Vue du monument de l'Indépendance, à Lomé, capitale du Togo
Par Janvier Gbedo
Le Togo et le Bénin partagent désormais le statut d'économies à revenu intermédiaire inférieur, suite à la révision annuelle de la Banque mondiale. Le Togo est le seul pays à quitter cette année la catégorie des revenus faibles, marquant une convergence dans les trajectoires de croissance de ces deux voisins.
Le Groupe de la Banque mondiale a publié, le mercredi 1er juillet 2026, sa mise à jour annuelle des classifications des économies selon le niveau de revenu. À compter de cette date, le Togo quitte la catégorie des pays à faible revenu pour intégrer celle des pays à revenu intermédiaire inférieur. Cette mise à jour concerne un ensemble de 218 économies à l'échelle mondiale.
Le Togo est le seul État à abandonner la catégorie des revenus faibles au cours de cet exercice, aucun pays n'a reculé de catégorie cette année. Par ce reclassement, il rejoint d'autres pays de l'Union économique et monétaire ouest-africaine (UEMOA) qui possédaient déjà ce statut, à savoir la Côte d'Ivoire, le Sénégal et le Bénin. Au niveau international, cinq autres nations accèdent au groupe des pays à revenu intermédiaire supérieur : la Jordanie, la Micronésie, les Philippines, le Sri Lanka et le Vietnam.
Une croissance soutenue et un effet démographique derrière le reclassement
La classification de la Banque mondiale repose sur le calcul du revenu national brut (RNB) par habitant de l'année précédente. Cet indicateur est mesuré selon la méthode Atlas qui lisse les variations de taux de change sur trois ans et converti en dollars américains.
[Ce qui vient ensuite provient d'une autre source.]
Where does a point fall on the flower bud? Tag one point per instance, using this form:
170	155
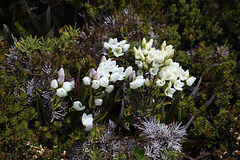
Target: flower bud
54	84
95	84
67	86
78	106
190	80
109	88
61	92
98	102
61	75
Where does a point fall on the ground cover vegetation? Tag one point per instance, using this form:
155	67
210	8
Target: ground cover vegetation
107	79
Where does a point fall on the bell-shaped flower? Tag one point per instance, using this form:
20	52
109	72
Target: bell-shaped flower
61	92
190	80
122	43
61	75
109	88
114	77
138	63
98	102
163	46
106	45
153	71
113	43
87	121
126	47
92	73
117	51
132	75
128	71
160	82
184	74
78	106
140	72
178	85
67	86
137	83
169	92
72	84
86	81
144	43
147	82
95	84
54	84
103	81
103	59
Le système divise les économies mondiales en quatre tranches spécifiques : revenu faible, revenu intermédiaire inférieur, revenu intermédiaire supérieur et revenu élevé. Pour cet exercice, le seuil d'entrée dans la catégorie des revenus intermédiaires inférieurs est fixé à 1.136 dollars. Les seuils définis pour cette session s'appliqueront jusqu'au 30 juin 2027.
Deux facteurs expliquent ce basculement statistique. D'une part, une croissance économique solide et régulière : le produit intérieur brut réel togolais a progressé de 6,3 % en 2025, après 6,5% en 2024 et 6,2% en 2023 selon l'Institut national de la statistique et des études économiques et démographiques (Inseed), une performance que le FMI situe autour de 6% lors de sa dernière revue.
D'autre part, un ajustement démographique : après le recensement général de 2022, la population togolaise a été révisée à la baisse de 11,7%, ce qui mécaniquement fait grimper le RNB par habitant calculé selon la méthode Atlas. Le PIB nominal togolais atteint désormais 6.919,1 milliards de francs Cfa, pour un PIB par habitant avoisinant 1.400 dollars.
Un nouveau statut aux conséquences économiques et financières
Le passage dans la catégorie des revenus intermédiaires inférieurs modifie le positionnement institutionnel du Togo. Ce changement de statut a des incidences directes sur les relations avec les partenaires techniques, les investisseurs, les bailleurs de fonds ainsi que les agences de notation financière.
Il entraîne également une modification des conditions et des sources de financement de développement accessibles pour l'État togolais sur les marchés nationaux et internationaux, sans toutefois fermer l'accès aux guichets concessionnels : l'Association internationale de développement (IDA) de la Banque mondiale reste accessible au pays.
Le timing de ce reclassement coïncide avec la finalisation par Lomé de sa feuille de route gouvernementale 2026-2031, qui ambitionne de doubler le niveau de vie moyen et de ramener le taux de pauvreté sous les 15% d'ici 2040.
Les économistes mettent toutefois en garde contre le piège dit de la « trappe à revenu intermédiaire », qui guette les pays accédant à cette catégorie puis stagnent faute de transformation structurelle de leur économie. Le reclassement atteste d'une progression statistique ; il ne garantit pas, à lui seul, une amélioration perceptible du niveau de vie de la population togolaise.